In Lagos, the bustling city that anchors Nigeria’s digital economy, the mood at the Africa Peering and Interconnection Forum (AfPIF 2025) was electric.
On stage sat a powerhouse panel: Meta, Open Access Data Centres, Airtel Africa, Digital Realty, Internet Exchange Point of Nigeria (IXPN), and TeleGeography, all with one mission: to unlock faster, more reliable content delivery for millions of Nigerians.
The session, aptly titled “Content at the Edge: Unlocking Faster and More Reliable Experiences”, followed a keynote by Meta’s Michelle Opiyo, who spotlighted the company’s growing edge infrastructure across Africa.
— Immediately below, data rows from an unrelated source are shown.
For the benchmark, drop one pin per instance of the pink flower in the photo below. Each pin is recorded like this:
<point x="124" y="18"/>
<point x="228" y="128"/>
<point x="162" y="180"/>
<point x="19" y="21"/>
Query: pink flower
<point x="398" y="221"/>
From there, the discussion unraveled into an honest look at Nigeria’s unique challenges—and its immense opportunities.

Nigeria’s Demographic Advantage
Meta’s Ben Ryall painted the big picture: “Nigeria is Africa’s largest country by population, and its youth are hungry for content. The split between enterprise demand and young content-driven consumers is a goldmine for local CDNs and tailored strategies.”
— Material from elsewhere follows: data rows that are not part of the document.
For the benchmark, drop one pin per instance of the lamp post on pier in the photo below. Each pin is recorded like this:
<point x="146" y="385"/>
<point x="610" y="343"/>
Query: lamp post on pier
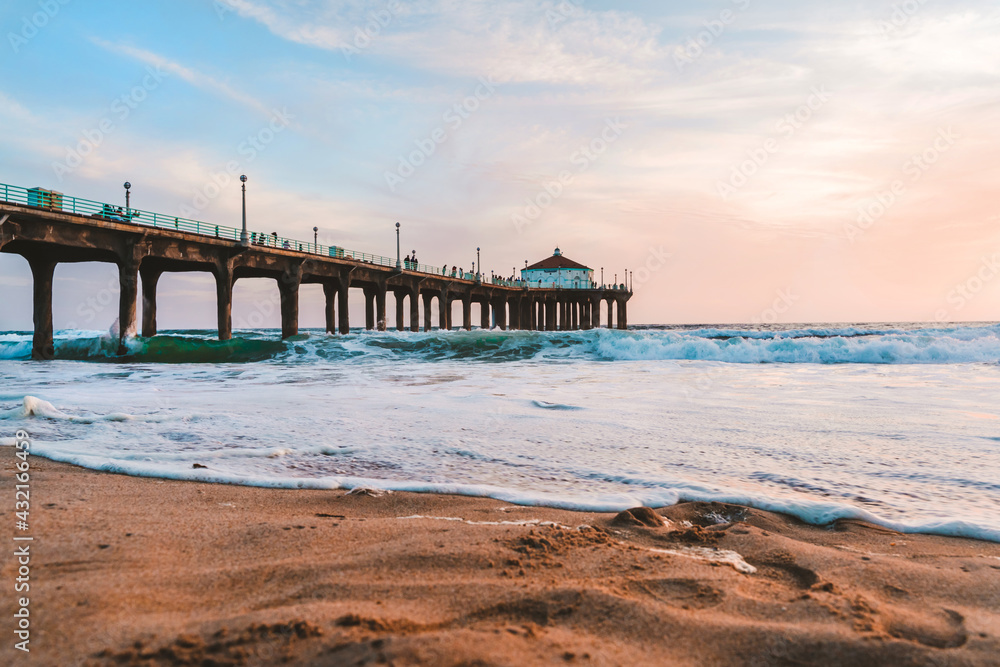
<point x="399" y="264"/>
<point x="244" y="237"/>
The Bottlenecks: Pricing and Distribution
But the road isn’t smooth. IXPN’s Muhammed Rudman recalled early conversations with Netflix: “Back in 2007, they didn’t see the ROI. Today, subsea cables have brought traffic to Lagos, but outside the city, costs are still too high.”
In Lagos, bandwidth can be as cheap as $1 per Mbps, but beyond the city limits, the price jumps to around $30. For Digital Realty’s Ikechukwu Nnamani, this mismatch is a Catch-22: “The market won’t mature without investment, but investors want to see maturity first.”
Rethinking Models: From Sachets to Ecosystems
Dr. Ayotunde Coker, CEO of Open Access Data Centres, challenged the industry to embrace Africa’s informal economy with “sachet pricing”, daily or weekly data access.
He also noted that colocation facilities are evolving: “We’re building ecosystems where creators, carriers, and CDNs meet, not just renting out power and space.”
Fiber Cuts and the Latency Dilemma
Still, Nigeria’s fragile infrastructure looms large. In just 18 months, 13,000 fibre cuts were recorded, according to data shared at the forum.
MTN already runs 25,000km of fibre, while government plans to push that to 90,000km, but more fibre also means more exposure to disruption.
Rudman warned that Lagos alone cannot bear Nigeria’s digital load: “If your game downloads are only cached in Lagos, users in Kano will still suffer. We have to go inward.”
Expanding the Edge
Meta is already taking that advice to heart. Beyond its Lagos Point of Presence (PoP), the company is building a second PoP in Port Harcourt to serve the South-South. IXPN, too, is preparing to expand interconnection deeper into the regions, urging mobile operators to peer beyond Lagos.
A Call for Collaboration
The session closed on a note of unity. The panelists agreed: infrastructure is coming, but it won’t be enough without coordinated investment, ecosystem collaboration, and regulatory support.
“This is more than fibre and data centres,” Nnamani concluded. “This is about bringing content closer to the people. The hyperscalers, the platforms, the carriers, it’s time for all of us to step up together.”
The 15th edition of AfPIF ended with optimism, but also a challenge: Nigeria’s digital future won’t be built by one player alone. The edge must be conquered, together.